Approximately 200 staff and former students served in the forces in the First World War and 40 are known to have died; the college library was established after a successful fundraising appeal in 1921 as a memorial to the war dead. A board in the library listing the names (including those found in recent additional research) was dedicated in March 2015, crafted by Peter Nunn of the university estates department, while a new memorial garden was created outside the library.
The agricultural depression of the 1920s led to a drop in student numbers. In 1922 Charles Crowther became principal and efforts were taken to secure the college. The National Institute of Poultry Husbandry opened in 1926, bringing to Harper a high profile in areas of teaching and research. The College stayed open through the Second World War and, in 1939, the first land girls arrived.
Bill Price became Principal in 1946 and the Jubilee Hostel was opened in 1951. Price was replaced by Reginald Kenny in 1962 and, two years later, funding of the college passed from the Ministry of Agriculture to the Department of Education and Science. The first Higher National Diploma students were enrolled in 1969 and Tony Harris became principal in 1977. Degree courses were first introduced at Harper Adams in 1981, validated by the Open University. It was one of the earliest institutions to introduce a BSc sandwich course.

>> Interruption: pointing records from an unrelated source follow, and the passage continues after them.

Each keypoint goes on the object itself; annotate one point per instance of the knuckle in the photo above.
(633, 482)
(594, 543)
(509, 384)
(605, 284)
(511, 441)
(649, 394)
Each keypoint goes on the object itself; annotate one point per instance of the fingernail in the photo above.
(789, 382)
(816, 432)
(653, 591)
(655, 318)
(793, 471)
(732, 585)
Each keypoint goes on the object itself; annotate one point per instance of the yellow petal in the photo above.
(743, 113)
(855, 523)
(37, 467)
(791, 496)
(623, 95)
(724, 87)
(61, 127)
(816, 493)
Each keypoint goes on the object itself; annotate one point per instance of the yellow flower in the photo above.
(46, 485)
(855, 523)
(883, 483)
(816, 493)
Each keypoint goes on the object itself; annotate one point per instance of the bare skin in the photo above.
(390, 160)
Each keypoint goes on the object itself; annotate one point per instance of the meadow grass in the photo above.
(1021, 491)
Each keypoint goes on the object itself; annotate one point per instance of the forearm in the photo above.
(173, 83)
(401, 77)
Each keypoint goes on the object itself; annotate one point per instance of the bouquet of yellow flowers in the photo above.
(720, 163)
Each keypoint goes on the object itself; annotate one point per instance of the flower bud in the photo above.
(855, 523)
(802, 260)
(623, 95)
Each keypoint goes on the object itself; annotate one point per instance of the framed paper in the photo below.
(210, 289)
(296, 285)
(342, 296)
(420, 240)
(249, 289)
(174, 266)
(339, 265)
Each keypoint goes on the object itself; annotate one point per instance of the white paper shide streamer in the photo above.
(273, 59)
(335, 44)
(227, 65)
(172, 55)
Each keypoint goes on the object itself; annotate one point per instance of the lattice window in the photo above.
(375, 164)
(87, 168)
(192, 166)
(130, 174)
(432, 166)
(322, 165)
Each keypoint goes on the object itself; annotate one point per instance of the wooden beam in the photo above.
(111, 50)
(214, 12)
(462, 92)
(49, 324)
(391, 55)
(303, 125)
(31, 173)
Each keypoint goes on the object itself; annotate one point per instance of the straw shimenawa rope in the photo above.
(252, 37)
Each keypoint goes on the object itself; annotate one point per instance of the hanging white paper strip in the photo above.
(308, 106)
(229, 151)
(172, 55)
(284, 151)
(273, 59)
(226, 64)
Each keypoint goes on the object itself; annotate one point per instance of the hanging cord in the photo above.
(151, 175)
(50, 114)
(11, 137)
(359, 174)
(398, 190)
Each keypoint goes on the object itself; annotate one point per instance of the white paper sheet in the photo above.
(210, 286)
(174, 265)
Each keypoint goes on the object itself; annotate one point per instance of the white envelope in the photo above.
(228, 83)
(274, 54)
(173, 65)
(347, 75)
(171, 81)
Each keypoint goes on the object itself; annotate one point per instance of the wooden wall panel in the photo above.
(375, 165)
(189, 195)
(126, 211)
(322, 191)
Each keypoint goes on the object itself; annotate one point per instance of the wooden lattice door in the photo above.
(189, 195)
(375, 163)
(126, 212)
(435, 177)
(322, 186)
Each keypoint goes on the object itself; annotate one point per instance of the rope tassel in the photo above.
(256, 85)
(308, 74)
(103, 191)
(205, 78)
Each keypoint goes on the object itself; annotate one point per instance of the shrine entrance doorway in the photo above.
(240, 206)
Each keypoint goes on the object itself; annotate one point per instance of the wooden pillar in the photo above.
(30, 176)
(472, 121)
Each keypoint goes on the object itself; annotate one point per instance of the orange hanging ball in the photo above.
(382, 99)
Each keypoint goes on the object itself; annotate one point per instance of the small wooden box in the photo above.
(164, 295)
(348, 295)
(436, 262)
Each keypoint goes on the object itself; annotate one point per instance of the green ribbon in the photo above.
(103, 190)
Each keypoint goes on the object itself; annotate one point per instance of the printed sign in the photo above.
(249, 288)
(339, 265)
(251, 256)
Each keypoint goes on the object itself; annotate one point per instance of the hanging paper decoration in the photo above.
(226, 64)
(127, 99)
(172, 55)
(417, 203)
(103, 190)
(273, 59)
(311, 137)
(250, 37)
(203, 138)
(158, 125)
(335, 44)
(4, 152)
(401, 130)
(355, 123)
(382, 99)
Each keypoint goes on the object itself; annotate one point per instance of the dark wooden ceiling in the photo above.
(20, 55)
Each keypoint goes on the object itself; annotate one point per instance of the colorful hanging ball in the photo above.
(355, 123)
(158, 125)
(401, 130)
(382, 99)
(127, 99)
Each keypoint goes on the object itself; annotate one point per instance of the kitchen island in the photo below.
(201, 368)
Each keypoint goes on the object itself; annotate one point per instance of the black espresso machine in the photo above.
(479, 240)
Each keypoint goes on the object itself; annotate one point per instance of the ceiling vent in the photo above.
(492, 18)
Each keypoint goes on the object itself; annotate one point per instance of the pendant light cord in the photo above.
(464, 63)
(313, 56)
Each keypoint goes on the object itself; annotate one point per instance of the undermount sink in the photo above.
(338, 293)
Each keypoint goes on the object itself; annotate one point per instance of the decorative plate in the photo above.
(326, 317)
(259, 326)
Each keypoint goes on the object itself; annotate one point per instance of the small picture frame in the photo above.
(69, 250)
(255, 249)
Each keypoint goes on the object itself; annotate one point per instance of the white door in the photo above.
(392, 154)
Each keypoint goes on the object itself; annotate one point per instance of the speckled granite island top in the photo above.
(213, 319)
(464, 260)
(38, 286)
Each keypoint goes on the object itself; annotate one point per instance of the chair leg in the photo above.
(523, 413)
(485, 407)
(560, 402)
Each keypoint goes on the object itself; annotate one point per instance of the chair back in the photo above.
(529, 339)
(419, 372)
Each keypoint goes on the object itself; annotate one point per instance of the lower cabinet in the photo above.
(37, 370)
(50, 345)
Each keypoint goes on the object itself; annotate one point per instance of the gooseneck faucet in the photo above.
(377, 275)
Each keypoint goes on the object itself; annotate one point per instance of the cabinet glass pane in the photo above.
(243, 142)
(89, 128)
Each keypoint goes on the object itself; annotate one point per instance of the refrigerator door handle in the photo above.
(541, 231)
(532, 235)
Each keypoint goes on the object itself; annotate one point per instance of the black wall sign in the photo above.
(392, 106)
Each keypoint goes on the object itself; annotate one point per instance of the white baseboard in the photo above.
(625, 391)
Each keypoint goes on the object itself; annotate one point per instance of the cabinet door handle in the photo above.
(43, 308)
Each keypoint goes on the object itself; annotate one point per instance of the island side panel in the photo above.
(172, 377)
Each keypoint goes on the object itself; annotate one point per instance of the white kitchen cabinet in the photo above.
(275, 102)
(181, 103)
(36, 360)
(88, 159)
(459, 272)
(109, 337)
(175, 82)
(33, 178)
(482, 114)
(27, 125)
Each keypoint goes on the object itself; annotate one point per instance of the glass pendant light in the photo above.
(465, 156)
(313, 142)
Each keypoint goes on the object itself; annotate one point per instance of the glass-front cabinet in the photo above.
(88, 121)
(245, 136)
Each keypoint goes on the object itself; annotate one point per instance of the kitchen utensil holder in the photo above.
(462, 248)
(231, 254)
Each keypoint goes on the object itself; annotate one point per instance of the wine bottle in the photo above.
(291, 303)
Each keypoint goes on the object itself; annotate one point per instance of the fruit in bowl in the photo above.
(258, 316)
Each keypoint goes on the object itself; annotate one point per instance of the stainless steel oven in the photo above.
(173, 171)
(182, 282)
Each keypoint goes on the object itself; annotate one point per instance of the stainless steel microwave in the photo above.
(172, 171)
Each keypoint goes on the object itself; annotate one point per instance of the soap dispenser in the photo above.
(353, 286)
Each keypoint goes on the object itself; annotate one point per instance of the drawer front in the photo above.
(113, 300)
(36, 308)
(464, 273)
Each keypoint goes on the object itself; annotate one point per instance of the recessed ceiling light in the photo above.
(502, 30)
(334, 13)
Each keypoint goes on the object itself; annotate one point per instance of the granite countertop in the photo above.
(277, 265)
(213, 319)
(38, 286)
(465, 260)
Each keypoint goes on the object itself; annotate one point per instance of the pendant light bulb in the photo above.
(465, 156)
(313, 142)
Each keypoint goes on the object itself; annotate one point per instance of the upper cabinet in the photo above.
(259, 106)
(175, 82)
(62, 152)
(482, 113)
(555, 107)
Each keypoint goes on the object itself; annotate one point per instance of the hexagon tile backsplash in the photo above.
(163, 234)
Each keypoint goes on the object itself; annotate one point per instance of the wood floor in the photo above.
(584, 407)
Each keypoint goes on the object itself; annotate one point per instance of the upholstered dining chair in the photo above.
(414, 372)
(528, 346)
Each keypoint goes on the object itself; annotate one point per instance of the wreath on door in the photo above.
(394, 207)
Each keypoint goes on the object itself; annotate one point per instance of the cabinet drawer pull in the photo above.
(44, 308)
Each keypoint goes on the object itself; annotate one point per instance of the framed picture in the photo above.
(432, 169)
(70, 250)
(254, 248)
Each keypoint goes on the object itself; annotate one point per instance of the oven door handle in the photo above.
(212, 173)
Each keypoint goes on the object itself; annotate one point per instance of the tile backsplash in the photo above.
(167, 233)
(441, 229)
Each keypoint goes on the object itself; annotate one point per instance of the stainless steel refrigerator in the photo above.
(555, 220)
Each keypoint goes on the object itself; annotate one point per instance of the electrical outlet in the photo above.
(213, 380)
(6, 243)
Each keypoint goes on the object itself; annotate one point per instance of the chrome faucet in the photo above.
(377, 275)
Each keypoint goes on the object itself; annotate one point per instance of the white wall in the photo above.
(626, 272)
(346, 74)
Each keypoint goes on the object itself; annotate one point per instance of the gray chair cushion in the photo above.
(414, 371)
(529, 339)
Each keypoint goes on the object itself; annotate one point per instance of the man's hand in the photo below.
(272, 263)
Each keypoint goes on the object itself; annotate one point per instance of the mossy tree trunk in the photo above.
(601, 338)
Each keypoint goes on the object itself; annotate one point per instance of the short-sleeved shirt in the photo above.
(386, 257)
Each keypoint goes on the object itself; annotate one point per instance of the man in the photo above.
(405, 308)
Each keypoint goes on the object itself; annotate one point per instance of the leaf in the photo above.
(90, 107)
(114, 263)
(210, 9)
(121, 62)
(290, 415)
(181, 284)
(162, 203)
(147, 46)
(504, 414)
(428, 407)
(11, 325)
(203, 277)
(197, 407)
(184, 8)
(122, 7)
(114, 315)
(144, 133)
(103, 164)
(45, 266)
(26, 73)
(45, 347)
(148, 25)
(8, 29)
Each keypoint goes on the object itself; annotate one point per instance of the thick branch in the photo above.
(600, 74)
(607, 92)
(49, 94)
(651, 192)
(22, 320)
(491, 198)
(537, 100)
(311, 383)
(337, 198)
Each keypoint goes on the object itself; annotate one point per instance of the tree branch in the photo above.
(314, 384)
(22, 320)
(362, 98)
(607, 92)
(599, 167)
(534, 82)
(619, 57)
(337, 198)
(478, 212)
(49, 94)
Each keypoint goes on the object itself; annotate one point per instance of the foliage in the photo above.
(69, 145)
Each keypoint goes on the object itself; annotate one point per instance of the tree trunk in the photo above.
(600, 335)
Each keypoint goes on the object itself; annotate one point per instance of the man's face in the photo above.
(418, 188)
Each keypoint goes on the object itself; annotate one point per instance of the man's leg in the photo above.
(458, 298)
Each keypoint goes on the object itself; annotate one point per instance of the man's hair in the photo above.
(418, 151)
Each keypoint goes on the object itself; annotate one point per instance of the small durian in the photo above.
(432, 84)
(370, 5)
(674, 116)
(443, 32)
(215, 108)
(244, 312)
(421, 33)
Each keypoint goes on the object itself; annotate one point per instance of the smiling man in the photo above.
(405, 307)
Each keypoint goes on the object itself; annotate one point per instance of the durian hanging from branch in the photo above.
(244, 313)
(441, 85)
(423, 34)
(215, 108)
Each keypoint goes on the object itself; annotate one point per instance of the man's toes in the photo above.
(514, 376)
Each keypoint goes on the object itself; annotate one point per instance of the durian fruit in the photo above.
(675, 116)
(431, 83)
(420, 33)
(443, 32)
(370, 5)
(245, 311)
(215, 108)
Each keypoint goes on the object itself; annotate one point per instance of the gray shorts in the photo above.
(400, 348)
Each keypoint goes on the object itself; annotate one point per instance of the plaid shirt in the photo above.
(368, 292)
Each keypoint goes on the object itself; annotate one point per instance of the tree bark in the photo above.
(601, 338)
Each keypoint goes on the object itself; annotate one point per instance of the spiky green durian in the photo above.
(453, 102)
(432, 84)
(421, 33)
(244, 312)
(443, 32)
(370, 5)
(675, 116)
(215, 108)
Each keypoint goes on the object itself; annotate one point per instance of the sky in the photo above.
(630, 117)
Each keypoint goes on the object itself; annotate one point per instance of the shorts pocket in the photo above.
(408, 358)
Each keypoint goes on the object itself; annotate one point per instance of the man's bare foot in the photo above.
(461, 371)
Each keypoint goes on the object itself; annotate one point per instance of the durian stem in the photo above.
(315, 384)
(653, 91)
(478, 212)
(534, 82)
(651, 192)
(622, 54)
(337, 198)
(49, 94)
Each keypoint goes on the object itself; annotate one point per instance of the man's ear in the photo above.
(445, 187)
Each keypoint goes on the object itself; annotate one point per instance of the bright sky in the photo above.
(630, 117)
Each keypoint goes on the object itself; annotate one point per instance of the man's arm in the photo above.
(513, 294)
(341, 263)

Student numbers passed 1000 for the first time in 1991. In 1994, three new residences were opened. Professor Wynn Jones became principal in 1996 and, in the same year, the Privy Council allowed Harper to award degrees. Harper gained the title of University College in 1988. In 2004, the college was awarded £2.1 million in funding to develop its work with rural businesses. Harper Adams gained the power to award its own research degrees in 2006, although the first PhD had been awarded through the Open University in 1989. Shortly after, a new Biomass Hall was opened.
In 2008, Harper Adams was awarded the title of ‘Best University College’ by The Sunday Times – the same title followed in 2009, 2010, 2011 and 2012. Harper Adams was also placed top for teaching quality by The Sunday Times.
In 2009, Dr David Llewellyn became principal and, shortly after, a new dairy unit and regional food academy were opened. In 2011, the Faccenda student centre opened, containing a gym, cafe, student hub and student services. The college has won a Renewable Energy Infrastructure Award and hosts an award winning anaerobic digestion facility, which was expected to offset the carbon emissions from the university three times over.
Harper Adams is a lead academic sponsor of the JCB Academy which opened in 2010. The JCB Academy was the first university technical college to be established in England. In 2012, Harper Adams was granted ‘university’ status, ending the institution’s long history of being a college and simultaneously signalling the beginning of a new era. The granting of university status represented the establishment of Shropshire’s first university.